Dr. Cleave held graduate research, research phycologist, and research engineer assignments in the Ecology Center and the Utah Water Research Laboratory at Utah State University from September 1971 to June 1980. Her work included research on the productivity of the algal component of cold desert soil crusts in the Great Basin Desert south of Snowville, Utah; algal removal with intermittent sand filtration and prediction of minimum river flow necessary to maintain certain game fish; the effects of increased salinity and oil shale leachates on freshwater phytoplankton productivity; development of the Surface Impoundment Assessment document and computer program (FORTRAN) for current and future processing of data from surface impoundments in Utah; and design and implementation of an algal bioassay center and a workshop for bioassay techniques for the Intermountain West.
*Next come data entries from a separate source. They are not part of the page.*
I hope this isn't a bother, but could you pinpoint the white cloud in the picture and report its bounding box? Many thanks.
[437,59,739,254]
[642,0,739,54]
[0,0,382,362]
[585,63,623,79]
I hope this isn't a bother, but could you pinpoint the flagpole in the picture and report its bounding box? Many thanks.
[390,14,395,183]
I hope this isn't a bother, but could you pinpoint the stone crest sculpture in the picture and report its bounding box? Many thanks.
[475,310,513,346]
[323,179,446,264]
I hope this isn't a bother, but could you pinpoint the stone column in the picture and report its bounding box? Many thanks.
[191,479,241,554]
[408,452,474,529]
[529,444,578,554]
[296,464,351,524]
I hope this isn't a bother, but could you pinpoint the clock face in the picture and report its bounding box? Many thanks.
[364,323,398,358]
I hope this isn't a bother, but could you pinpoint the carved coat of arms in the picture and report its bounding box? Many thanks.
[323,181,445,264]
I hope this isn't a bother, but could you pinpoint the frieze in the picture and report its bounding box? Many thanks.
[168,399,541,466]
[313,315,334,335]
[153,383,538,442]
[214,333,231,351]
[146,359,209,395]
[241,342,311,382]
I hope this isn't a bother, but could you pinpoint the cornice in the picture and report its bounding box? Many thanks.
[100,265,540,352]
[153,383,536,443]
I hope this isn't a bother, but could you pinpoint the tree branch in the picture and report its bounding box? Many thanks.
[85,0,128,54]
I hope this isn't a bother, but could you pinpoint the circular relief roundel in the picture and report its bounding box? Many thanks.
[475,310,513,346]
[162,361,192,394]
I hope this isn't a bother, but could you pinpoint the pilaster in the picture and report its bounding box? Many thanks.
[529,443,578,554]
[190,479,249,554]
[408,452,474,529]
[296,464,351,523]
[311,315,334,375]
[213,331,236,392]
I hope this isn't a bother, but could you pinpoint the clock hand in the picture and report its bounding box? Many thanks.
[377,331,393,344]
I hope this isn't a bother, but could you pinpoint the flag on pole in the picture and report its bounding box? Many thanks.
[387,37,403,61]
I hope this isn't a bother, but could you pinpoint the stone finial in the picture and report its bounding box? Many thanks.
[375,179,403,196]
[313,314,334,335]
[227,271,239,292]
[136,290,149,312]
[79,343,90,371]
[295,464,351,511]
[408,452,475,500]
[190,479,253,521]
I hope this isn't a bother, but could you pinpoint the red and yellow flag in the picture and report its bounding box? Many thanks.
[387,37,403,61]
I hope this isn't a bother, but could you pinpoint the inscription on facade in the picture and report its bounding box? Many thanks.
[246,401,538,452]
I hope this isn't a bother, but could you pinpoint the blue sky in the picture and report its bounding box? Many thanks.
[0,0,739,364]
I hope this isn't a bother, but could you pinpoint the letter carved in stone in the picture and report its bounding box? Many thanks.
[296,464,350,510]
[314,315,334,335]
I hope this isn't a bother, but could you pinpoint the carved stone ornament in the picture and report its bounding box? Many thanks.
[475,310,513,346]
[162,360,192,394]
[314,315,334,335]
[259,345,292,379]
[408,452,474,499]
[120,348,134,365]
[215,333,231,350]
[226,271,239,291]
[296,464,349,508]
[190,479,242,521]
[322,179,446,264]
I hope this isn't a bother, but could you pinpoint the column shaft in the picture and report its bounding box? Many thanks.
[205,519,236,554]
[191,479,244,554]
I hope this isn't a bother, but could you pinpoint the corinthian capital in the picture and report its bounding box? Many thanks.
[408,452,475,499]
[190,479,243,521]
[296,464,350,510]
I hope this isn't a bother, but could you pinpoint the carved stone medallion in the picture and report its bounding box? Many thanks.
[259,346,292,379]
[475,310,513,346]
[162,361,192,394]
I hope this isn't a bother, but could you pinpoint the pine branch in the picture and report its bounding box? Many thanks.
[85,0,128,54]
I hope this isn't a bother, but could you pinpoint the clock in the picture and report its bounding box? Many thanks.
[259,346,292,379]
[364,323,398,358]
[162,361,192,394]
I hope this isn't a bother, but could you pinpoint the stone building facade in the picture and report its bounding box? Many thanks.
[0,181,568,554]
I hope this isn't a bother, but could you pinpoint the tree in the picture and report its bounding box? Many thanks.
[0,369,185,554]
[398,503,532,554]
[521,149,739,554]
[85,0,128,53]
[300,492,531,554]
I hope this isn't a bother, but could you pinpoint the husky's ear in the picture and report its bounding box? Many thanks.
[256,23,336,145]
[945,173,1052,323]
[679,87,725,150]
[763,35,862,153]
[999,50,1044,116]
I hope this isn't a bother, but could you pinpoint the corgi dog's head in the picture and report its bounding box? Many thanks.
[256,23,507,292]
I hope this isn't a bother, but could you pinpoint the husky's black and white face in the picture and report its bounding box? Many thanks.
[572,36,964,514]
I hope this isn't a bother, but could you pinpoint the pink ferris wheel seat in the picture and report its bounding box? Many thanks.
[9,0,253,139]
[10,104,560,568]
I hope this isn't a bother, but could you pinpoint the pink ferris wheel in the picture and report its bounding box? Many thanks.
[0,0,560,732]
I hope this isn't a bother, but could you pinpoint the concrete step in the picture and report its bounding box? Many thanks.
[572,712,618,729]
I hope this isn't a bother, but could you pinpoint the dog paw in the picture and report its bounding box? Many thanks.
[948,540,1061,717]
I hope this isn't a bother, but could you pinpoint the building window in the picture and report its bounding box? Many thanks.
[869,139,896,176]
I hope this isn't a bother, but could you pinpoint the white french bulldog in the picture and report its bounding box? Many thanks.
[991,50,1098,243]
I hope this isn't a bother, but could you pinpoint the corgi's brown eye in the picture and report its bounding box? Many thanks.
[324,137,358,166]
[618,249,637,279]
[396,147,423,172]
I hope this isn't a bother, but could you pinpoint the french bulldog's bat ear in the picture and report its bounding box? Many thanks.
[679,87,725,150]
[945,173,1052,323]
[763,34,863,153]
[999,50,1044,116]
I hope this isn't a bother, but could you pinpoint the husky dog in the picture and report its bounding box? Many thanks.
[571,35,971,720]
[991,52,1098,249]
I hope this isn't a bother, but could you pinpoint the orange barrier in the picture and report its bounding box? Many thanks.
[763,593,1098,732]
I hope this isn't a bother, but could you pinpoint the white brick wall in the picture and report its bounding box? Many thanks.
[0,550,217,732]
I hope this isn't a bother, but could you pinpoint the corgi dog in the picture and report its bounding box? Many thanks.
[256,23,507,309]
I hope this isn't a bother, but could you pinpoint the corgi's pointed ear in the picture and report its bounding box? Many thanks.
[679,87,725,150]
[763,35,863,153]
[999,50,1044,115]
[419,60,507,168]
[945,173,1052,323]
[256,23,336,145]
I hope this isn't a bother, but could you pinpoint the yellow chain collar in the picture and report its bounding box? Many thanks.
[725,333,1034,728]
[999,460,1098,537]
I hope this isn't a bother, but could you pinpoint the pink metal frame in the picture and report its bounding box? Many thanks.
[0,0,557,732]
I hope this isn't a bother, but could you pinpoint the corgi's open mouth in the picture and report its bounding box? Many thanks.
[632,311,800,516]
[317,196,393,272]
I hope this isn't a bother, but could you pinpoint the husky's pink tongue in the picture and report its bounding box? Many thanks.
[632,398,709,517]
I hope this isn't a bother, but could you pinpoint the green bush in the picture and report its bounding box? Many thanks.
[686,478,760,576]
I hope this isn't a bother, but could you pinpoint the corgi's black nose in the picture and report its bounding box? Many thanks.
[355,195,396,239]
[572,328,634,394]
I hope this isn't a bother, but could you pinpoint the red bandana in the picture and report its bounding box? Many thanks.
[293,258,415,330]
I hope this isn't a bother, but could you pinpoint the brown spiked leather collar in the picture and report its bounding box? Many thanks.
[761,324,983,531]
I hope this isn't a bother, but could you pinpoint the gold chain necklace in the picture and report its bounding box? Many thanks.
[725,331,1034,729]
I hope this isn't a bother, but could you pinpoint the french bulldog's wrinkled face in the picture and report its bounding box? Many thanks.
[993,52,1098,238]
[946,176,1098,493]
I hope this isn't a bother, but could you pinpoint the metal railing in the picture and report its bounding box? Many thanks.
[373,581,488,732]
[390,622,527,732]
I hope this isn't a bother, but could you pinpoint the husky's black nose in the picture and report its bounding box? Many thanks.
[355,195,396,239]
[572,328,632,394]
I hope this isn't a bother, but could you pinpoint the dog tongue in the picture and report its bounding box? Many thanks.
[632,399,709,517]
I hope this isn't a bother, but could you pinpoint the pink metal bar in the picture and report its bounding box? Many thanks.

Dr. Cleave was selected as an astronaut in May 1980. Her technical assignments have included: flight software verification in the Shuttle Avionics Integration Laboratory (SAIL); CAPCOM on five Space Shuttle flights; Malfunctions Procedures Book; Crew Equipment Design. A veteran of two space flights, Dr. Cleave has logged a total of 10 days, 22 hours, 02 minutes, 24 seconds in space, orbited the earth 172 times and traveled 3.94 million miles. She was a mission specialist on STS 61-B (November 26 to December 3, 1985) and STS-30 (May 4-8, 1989). Dr. Cleave left JSC in May 1991 to join NASA's Goddard Space Flight Center in Greenbelt, Maryland. She worked in the Laboratory for Hydrospheric Processes as the Project Manager for SeaWiFS (Sea-viewing, Wide-Field-of-view-Sensor), an ocean color sensor which is monitoring vegetation globally. Dr. Cleave next served as Deputy Associate Administrator (Advanced Planning), Office of Earth Science, NASA Headquarters, Washington, D.C. Dr. Cleave retired from NASA in February 2007.